Acaba de ser lavrada em São José dos Campos uma sentença judicial que abre um precedente perigosíssimo para a liberdade de expressão na blogosfera brasileira. Para os que acompanham blogs há algum tempo, a história é conhecida. Para benefício dos que por ventura ainda não a conheçam, aqui vai o relato, desde o começo.Em 2004, um dos sócios de uma empresa de recolocação profissional, cuja reputação pode ser averiguada com uma consulta ao Google, sentiu-se ?ofendido? com um comentário publicado no blog Imprensa Marrom, e conseguiu uma liminar que tirou o blog do ar. O Imprensa Marrom logo depois conquistou o direito de voltar ao ar, mas na sua volta já não incluía espaço para comentários. Enquanto isso a ação continuava tramitando. Três detalhes são cruciais para se entender o caso:
1. o comentário havia sido feito por um usuário não identificado num post de mais de seis meses de idade. Ou seja, foi colocado num espaço onde ele dificilmente seria lido, já que é raro que algum leitor de blog leia caixas de comentários tão antigas.

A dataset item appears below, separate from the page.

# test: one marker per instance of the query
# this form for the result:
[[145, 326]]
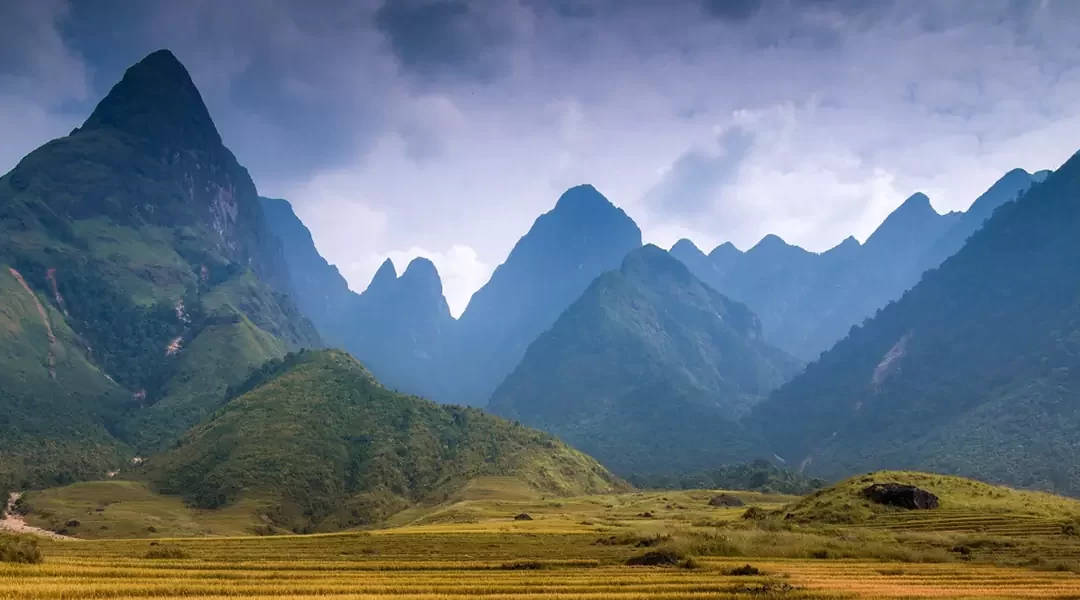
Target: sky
[[444, 127]]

2. a empresa em questão e o sócio que se sentiu ofendido jamais entraram em contato com o Imprensa Marrom pedindo que o comentário fosse apagado.

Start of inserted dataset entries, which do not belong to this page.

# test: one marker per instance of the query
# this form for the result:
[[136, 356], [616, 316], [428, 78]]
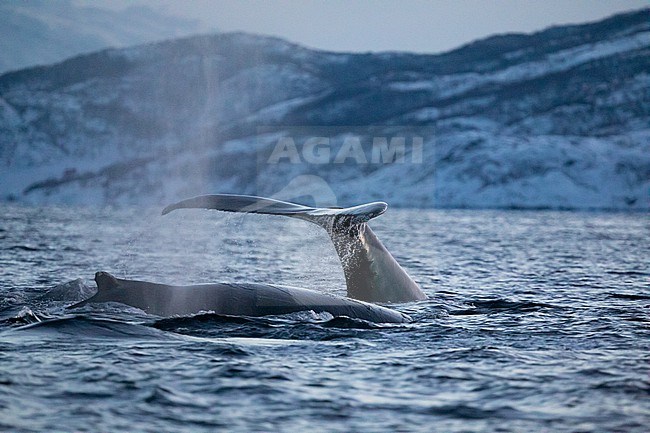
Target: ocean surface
[[537, 322]]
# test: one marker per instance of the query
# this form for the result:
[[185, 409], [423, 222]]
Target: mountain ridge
[[554, 119]]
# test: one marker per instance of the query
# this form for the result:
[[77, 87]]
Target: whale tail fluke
[[331, 217], [371, 272]]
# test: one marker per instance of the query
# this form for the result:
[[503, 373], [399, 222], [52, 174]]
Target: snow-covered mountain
[[39, 32], [559, 119]]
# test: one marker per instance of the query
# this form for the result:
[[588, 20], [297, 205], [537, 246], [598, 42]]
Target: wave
[[493, 306], [83, 328]]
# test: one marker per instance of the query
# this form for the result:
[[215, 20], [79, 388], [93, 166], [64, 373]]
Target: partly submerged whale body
[[233, 299], [371, 272]]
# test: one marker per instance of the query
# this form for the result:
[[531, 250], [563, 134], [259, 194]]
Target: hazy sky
[[382, 25]]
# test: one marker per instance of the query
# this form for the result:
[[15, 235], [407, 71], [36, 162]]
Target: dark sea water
[[537, 322]]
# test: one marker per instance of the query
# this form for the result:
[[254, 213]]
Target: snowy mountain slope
[[555, 119], [39, 32]]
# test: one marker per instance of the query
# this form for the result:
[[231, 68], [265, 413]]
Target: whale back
[[232, 299], [371, 273]]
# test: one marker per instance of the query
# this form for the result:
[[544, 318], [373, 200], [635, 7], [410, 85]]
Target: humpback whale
[[371, 273]]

3. a empresa em questão é a mesma que já havia ameaçado, em termos bem grosseiros, o blogueiro Cris Dias com um processo judicial por causa de comentários publicados em seu blog.
Tudo isso torna o caso extremamente suspeito. O que vocês diriam de uma situação em que um anônimo escreve um comentário ofensivo a alguém num post de seis meses de idade, e quatro dias depois você é surpreendido com uma ação na justiça? Estranho, não? Pois bem, a ação desse senhor contra o Imprensa Marrom foi, na semana passada, parcialmente deferida, com o responsável pelo blog sendo condenado a pagar 10 salários mínimos por danos morais.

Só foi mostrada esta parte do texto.